The Buffalo Police Department will also issue a Departmental Report to the Community and an Internal Affairs Report to the Community, annually.

(11) Increased community interactions. Effective immediately, the Buffalo Police Department will reinstate monthly District meetings, publicly. Additionally, the Commissioner will reinstate the Taking it to the Streets mobile command, and executive command staff will respond and assist patrol officers once, monthly. All public activities will be in accordance with social distance and COVID-19 protocols.
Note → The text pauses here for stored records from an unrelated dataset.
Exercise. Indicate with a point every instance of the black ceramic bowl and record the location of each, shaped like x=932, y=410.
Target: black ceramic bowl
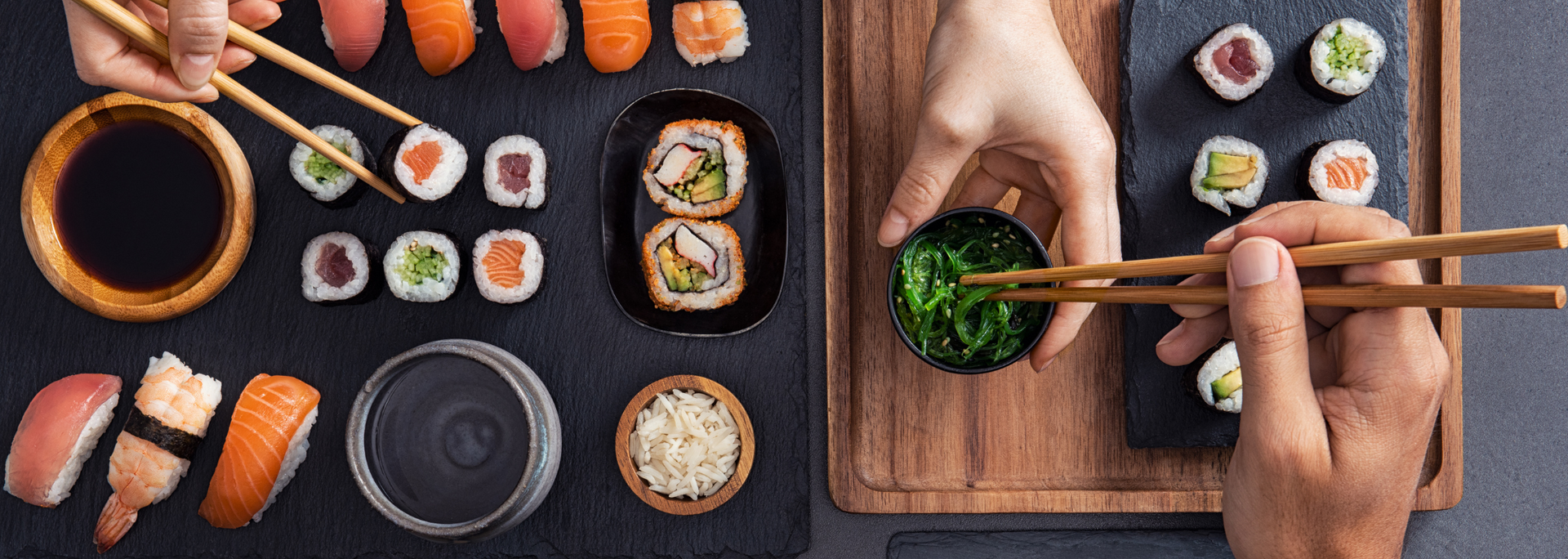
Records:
x=1041, y=259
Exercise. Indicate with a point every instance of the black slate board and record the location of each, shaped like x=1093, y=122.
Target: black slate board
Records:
x=1133, y=543
x=1167, y=115
x=571, y=333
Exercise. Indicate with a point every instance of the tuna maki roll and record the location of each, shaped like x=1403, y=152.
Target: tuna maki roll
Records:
x=1235, y=61
x=1230, y=170
x=692, y=266
x=509, y=266
x=336, y=269
x=325, y=181
x=698, y=168
x=424, y=162
x=422, y=267
x=1341, y=60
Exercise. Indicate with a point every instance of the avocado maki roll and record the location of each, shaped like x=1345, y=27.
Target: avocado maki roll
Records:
x=698, y=168
x=692, y=266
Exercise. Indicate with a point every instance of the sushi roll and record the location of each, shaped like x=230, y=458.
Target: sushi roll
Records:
x=535, y=30
x=710, y=30
x=1341, y=60
x=1235, y=61
x=1230, y=170
x=269, y=437
x=1341, y=172
x=422, y=267
x=509, y=266
x=1217, y=378
x=336, y=271
x=698, y=168
x=424, y=162
x=325, y=181
x=59, y=432
x=514, y=173
x=693, y=266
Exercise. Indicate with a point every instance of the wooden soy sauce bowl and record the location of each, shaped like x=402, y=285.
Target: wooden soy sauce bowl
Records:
x=107, y=300
x=623, y=445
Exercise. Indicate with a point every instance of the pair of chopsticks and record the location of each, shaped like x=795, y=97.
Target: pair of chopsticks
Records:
x=149, y=37
x=1358, y=252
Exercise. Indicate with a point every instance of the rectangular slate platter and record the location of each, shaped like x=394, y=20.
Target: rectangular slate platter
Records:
x=1167, y=115
x=590, y=356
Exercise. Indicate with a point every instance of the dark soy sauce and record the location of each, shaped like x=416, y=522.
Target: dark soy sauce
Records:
x=448, y=440
x=138, y=206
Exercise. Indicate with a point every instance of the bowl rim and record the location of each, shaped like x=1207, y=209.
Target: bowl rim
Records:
x=78, y=284
x=893, y=310
x=545, y=454
x=623, y=445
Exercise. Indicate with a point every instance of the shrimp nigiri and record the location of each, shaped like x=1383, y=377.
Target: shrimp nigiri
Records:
x=443, y=32
x=353, y=30
x=615, y=34
x=269, y=437
x=154, y=449
x=535, y=30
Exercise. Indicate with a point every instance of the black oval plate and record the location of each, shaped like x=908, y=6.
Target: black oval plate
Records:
x=627, y=214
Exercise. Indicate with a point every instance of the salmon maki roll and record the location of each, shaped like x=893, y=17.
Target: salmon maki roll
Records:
x=615, y=34
x=269, y=437
x=509, y=266
x=710, y=30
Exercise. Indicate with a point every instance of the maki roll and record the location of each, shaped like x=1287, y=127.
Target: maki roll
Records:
x=336, y=271
x=1341, y=60
x=1230, y=170
x=698, y=168
x=1235, y=61
x=509, y=266
x=514, y=173
x=1217, y=378
x=692, y=266
x=424, y=162
x=422, y=267
x=325, y=181
x=1341, y=172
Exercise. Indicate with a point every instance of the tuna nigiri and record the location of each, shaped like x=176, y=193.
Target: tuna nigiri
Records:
x=615, y=34
x=267, y=440
x=156, y=446
x=710, y=30
x=353, y=30
x=59, y=432
x=443, y=32
x=535, y=30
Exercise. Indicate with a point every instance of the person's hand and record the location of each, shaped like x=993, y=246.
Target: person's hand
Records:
x=1339, y=402
x=198, y=32
x=1012, y=95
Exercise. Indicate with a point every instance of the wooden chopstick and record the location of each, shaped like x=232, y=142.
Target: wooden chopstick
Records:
x=1474, y=297
x=1356, y=252
x=267, y=49
x=141, y=32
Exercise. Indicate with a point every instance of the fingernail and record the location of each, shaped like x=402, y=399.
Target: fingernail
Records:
x=196, y=69
x=1254, y=261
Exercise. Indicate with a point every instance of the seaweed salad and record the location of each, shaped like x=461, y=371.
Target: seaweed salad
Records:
x=949, y=320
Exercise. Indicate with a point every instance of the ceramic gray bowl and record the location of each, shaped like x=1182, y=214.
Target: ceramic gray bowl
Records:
x=545, y=454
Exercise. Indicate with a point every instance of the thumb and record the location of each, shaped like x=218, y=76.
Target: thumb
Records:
x=198, y=30
x=1269, y=322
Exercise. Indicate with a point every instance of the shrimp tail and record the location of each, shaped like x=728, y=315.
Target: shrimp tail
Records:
x=114, y=523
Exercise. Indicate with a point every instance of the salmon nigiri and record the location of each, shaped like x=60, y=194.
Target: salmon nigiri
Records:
x=615, y=34
x=535, y=30
x=443, y=32
x=353, y=30
x=267, y=440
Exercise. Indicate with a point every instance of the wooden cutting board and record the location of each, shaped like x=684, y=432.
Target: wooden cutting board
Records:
x=903, y=437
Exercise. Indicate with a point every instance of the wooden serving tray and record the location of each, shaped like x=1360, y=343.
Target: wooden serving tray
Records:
x=903, y=437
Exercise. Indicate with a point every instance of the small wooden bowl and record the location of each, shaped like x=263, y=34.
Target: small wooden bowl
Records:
x=78, y=284
x=623, y=445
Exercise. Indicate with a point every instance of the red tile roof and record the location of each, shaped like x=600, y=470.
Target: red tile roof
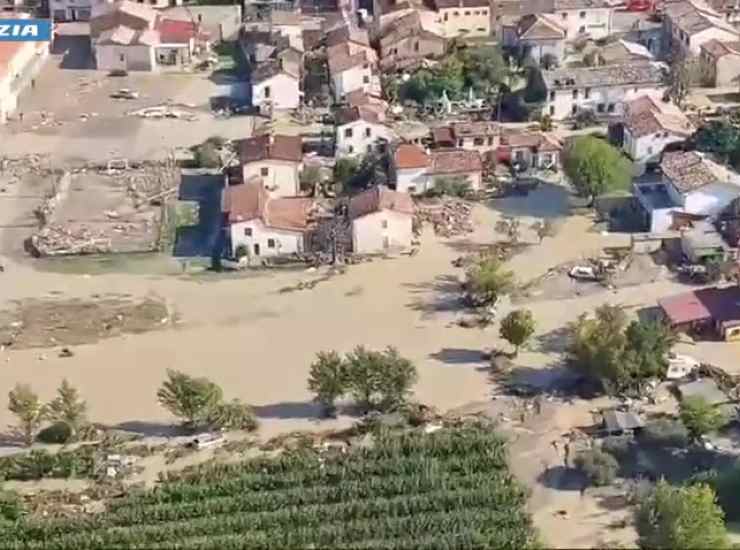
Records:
x=410, y=156
x=380, y=198
x=250, y=201
x=288, y=148
x=172, y=31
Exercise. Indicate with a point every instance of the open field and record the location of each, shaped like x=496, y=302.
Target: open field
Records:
x=258, y=343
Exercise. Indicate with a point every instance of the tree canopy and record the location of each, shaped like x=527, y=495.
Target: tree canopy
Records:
x=621, y=356
x=681, y=518
x=701, y=417
x=595, y=167
x=517, y=327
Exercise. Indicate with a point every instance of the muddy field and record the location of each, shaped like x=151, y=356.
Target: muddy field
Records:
x=38, y=323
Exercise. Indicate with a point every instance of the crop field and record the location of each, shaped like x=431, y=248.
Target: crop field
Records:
x=446, y=490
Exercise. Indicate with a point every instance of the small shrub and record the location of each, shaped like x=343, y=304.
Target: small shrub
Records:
x=617, y=445
x=600, y=467
x=665, y=432
x=59, y=432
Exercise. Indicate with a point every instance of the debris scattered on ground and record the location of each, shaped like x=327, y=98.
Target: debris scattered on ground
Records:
x=36, y=323
x=449, y=217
(12) The City supports proposed changes in, and additions to, State Law that reverse and repair systemic injustices to overpoliced communities and communities of color. The City will work with the local State Delegation to pass the following proposed State bills:

a. A.2359: Amending the Civil Service Law to establish a racial equity, social justice, and implicit bias training program for all civil service employees.

b. A.2358/S.3468: Establish an office of Racial Equity and Social Justice for the State of New York.

c. A.2277/S.2836: Humane Alternatives to Long-Term Solitary Confinement (HALT) limits the time an inmate can spend in segregated confinement, ends the segregated confinement of vulnerable people, restricts the criteria that can result in such confinement, improves the conditions of confinement, and creates more humane and effective alternatives to such confinement.

d. S.15/A.2475: Parole eligibility for certain inmates age fifty-five. This bill permits the Board of Parole to evaluate all inmates over the age of 55 who have served at least 15 years in prison for possible parole release.

The Buffalo Police Benevolent Association released a statement on the proposed plan Tuesday which you can read below.

It’s difficult to pinpoint just one of the many flaws with the City of Buffalo’s proposed police reform plan along with some incorrect assertions.

For one, the plan states that police officers are ‘randomly killing and injuring innocent Black and other people of color needlessly.’ As rising crime rates in the city of Buffalo indicate, the killing and injuring of Black and other people of color in the city of Buffalo is being done against each other; not by Buffalo police officers.

Another assertion implies that police officers turn a ‘blind eye’ if an officer sees wrongdoing by another officer. It has always been a duty by a police officer to intervene if that officer sees wrongdoing by another officer. The proposed reform plan should focus on reforms and not policies and procedures already in place.

Furthermore, if reforms include banning the use of chokeholds and other tactics to subdue suspects, it is simply going to increase the number of injuries to non-compliant suspects through the increased use of impact weapons such as batons.

Finally, the PBA opposes solitary confinement legislation as it will lead to far more violence in correctional institutions as this approach is focused primarily on protective custody. The carnage will be far greater in the general prison population if inmates are not separated from their enemies. More importantly, it would put correctional officers at a significantly greater risk when they have to intervene.

Before we are accused of being an obstacle to reforms we want to be very clear that the PBA has put forth various reforms in contract talks with the city. These include residency requirements, officer evaluations and various training in a wide range of areas.

Unfortunately, the city has refused to engage in any substantive collective bargaining discussions citing the pandemic. Perhaps now that the city has experienced a financial windfall from the federal bailout, we can discuss these matters, including reforms in a meaningful matter.

The Buffalo Police Benevolent Association has consistently communicated a willingness to participate in discussions and efforts to enhance policing to better serve the community. If the PBA is not going to be engaged in this process, then the reforms in the proposed plan that require our support will not be forthcoming.